Why it’s time to time to start talking about your end-of-year tax plans
While it may seem premature to talk about year-end tax planning before Halloween, when it comes to registered plans, you may be grateful for some advance warning in case the looming December 31st deadline interferes with your 2016 contribution plans.
While the general deadline to contribute to an Registered Retirement Savings Plan (RRSP) isn’t until 60 days after the end of the year (March 1, 2017), individuals who turned 71 in 2016 must make any final RRSP contribution by Dec. 31. If you have a spouse or partner younger than 71, there’s no rush, as you can contribute to a spousal RRSP until the normal March 1 deadline.
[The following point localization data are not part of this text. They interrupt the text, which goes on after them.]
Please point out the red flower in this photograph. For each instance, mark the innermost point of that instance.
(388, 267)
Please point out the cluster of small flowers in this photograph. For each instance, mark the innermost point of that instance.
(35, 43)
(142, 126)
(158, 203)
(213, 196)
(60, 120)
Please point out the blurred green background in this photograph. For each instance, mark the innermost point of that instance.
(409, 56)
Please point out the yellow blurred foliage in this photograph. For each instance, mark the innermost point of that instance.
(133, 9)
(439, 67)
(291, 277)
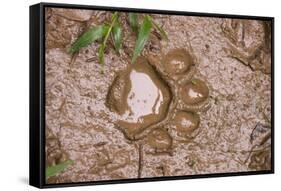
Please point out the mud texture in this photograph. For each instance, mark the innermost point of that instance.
(199, 103)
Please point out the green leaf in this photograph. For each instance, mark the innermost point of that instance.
(161, 30)
(117, 36)
(54, 170)
(101, 53)
(134, 22)
(142, 37)
(88, 37)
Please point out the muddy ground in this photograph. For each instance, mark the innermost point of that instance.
(232, 57)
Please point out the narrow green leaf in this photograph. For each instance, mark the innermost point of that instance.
(54, 170)
(142, 37)
(117, 36)
(161, 30)
(101, 53)
(88, 37)
(134, 22)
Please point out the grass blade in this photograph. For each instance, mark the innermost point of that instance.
(134, 22)
(161, 30)
(101, 53)
(117, 36)
(54, 170)
(88, 37)
(142, 37)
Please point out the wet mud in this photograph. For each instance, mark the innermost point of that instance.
(199, 103)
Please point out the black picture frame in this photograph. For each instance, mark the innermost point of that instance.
(37, 94)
Of course, the bigger choice you need to make if you turned 71 this year is what to do with your RRSP, which must be wound up by Dec. 31. The most popular option is to convert your RRSP to an Registered Retirement Income Fund (RRIF), in which case minimum annual withdrawals based on an age-determined formula and the RRIF’s fair market value must be taken out annually. The other option is to use the RRSP funds to purchase a registered annuity.
If you have earned income in 2016 that will generate RRSP contribution room for 2017, it may be beneficial to make a one-time over-contribution to your RRSP in December before conversion. Although you will pay a penalty tax of one per cent on the over-contribution (above the $2,000 permitted lifetime over-contribution limit) for December 2016, new RRSP room will open up on Jan. 1, 2017, so the penalty tax will cease at that time. You can then choose to deduct the over-contributed amount on your 2017 (or a future year’s) return. Again, this may not be necessary if you have a younger spouse or partner, since, as discussed above, you can still use your contribution room after 2016 to make contributions to a spousal RRSP until the end of the year your spouse or partner turns 71.
The Tax-Free Savings Account (TFSA) dollar limit for 2016 is $5,500, down from $10,000 last year, but there is no deadline for making a TFSA contribution. If you have been at least 18 years old and resident in Canada since 2009, you can contribute up to $46,500 to a TFSA in 2016 if you haven’t previously contributed to a TFSA.
Make RESP Contributions
Registered Education Savings Plans (RESPs) allow for tax-efficient savings for children’s post-secondary education. The federal government provides a Canada Education Savings Grant (CESG) equal to 20 per cent of the first $2,500 of annual RESP contributions per child, or $500 annually, to a lifetime limit of $7,200. While unused CESG room is carried forward to the year the beneficiary turns 17, there are a couple of situations in which it may be beneficial to make an RESP contribution by Dec. 31.
Each beneficiary who has unused CESG carry-forward room can receive up to $1,000 of CESGs annually up to and including the year in which the beneficiary turns 17. If enhanced catch-up contributions of $5,000 (i.e. $2,500 x 2) are made for just over seven years, the maximum total CESGs of $7,200 will be obtained. If you have less than seven years before your child or grandchild turns 17 and haven’t maximized RESP contributions, consider making a contribution by the end of the year.
Also, if your child or grandchild turned 15 this year and has never been a beneficiary of an RESP, no CESG can be claimed in future years unless at least $2,000 is contributed to an RESP by the end of the year. Consider making your contribution by Dec. 31 to receive the current year’s CESG and create CESG eligibility for 2017 and 2018.
Contribute to an RDSP
Registered Disability Savings Plans are tax-deferred plans open to Canadian residents eligible for the Disability Tax Credit, their parents and other eligible contributors. Up to $200,000 can be contributed to the plan until the beneficiary turns 59, with no annual contribution limits. While contributions are not tax deductible, all earnings and growth accrue on a tax-deferred basis.
Federal government assistance in the form of matching Canada Disability Savings Grants (CDSGs) and Canada Disability Savings Bonds (CDSBs) may be deposited directly into the plan up until the year the beneficiary turns 49. The government will contribute up to a maximum of $3,500 CDSG and $1,000 CDSB per year of eligibility, depending on the net income of the beneficiary’s family. Eligible investors may wish to contribute to an RDSP before Dec. 31 to get the 2016 tax year’s assistance, although this may be less of a priority since unused CDSG and CDSB room can be carried forward for up to 10 years.